The planned export is part of NFRA’s broader strategy to offload up to 1.1 million tonnes of maize from the country’s strategic grain reserves, while simultaneously ensuring national food security. The DRC is the primary destination market for the bulk of the maize, underlining the growing agricultural trade ties between the two neighbours.
NFRA Executive Director, Kelvin Hambwezya, said the agency has already initiated discussions with stakeholders in the DRC to facilitate the export agreement. “The maize will mostly go to the Democratic Republic of the Congo, and we are working closely with our counterparts there to ensure the trade flow is efficient and beneficial to both sides,” Hambwezya said.
This initiative comes at a time when Zambia has reported above-average harvests in recent seasons, thanks to favourable weather patterns and strategic investments in agricultural productivity. However, surpluses have outpaced domestic consumption, prompting the government to explore export markets as a way to reduce storage costs and improve returns for farmers.
The NFRA’s plan aligns with President Hakainde Hichilema’s administration’s commitment to turning Zambia into a regional food basket. It also highlights the country’s capacity to support food-insecure neighbouring countries, particularly the DRC, which has struggled with recurrent maize shortages due to conflict, underdeveloped agriculture systems, and poor infrastructure.
In addition to stabilising food supply in the DRC, the deal is expected to boost Zambia’s foreign exchange earnings and generate employment opportunities in the grain value chain—from production and storage to logistics and border trade.
However, NFRA has clarified that the maize earmarked for export will not compromise Zambia’s domestic food security. “We are balancing the needs of the local market while supporting our neighbours. Strategic reserves will remain intact,” Hambwezya assured.
The agency also plans to enhance grain storage and handling capacity to accommodate rising production volumes and trade needs. There are ongoing efforts to improve silo infrastructure and invest in digital systems to track and manage grain movements more efficiently.
Observers say the Zambia-DRC maize export arrangement may serve as a model for future intra-African agricultural trade deals under the African Continental Free Trade Area (AfCFTA), which aims to enhance food security, reduce import dependence, and promote value addition within the continent.

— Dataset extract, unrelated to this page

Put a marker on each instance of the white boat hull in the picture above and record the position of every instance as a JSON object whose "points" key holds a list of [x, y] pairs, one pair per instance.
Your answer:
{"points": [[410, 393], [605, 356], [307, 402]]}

If successful, the initiative will position Zambia as a reliable food supplier in Southern and Central Africa, while helping mitigate the cyclical maize shortages in the DRC. It also opens opportunities for further bilateral collaboration in agriculture, logistics, and infrastructure development across the border.
As Zambia prepares to begin shipments, regional leaders and trade experts will be watching closely to assess the impact of this large-scale maize export on both economies and the broader regional food system.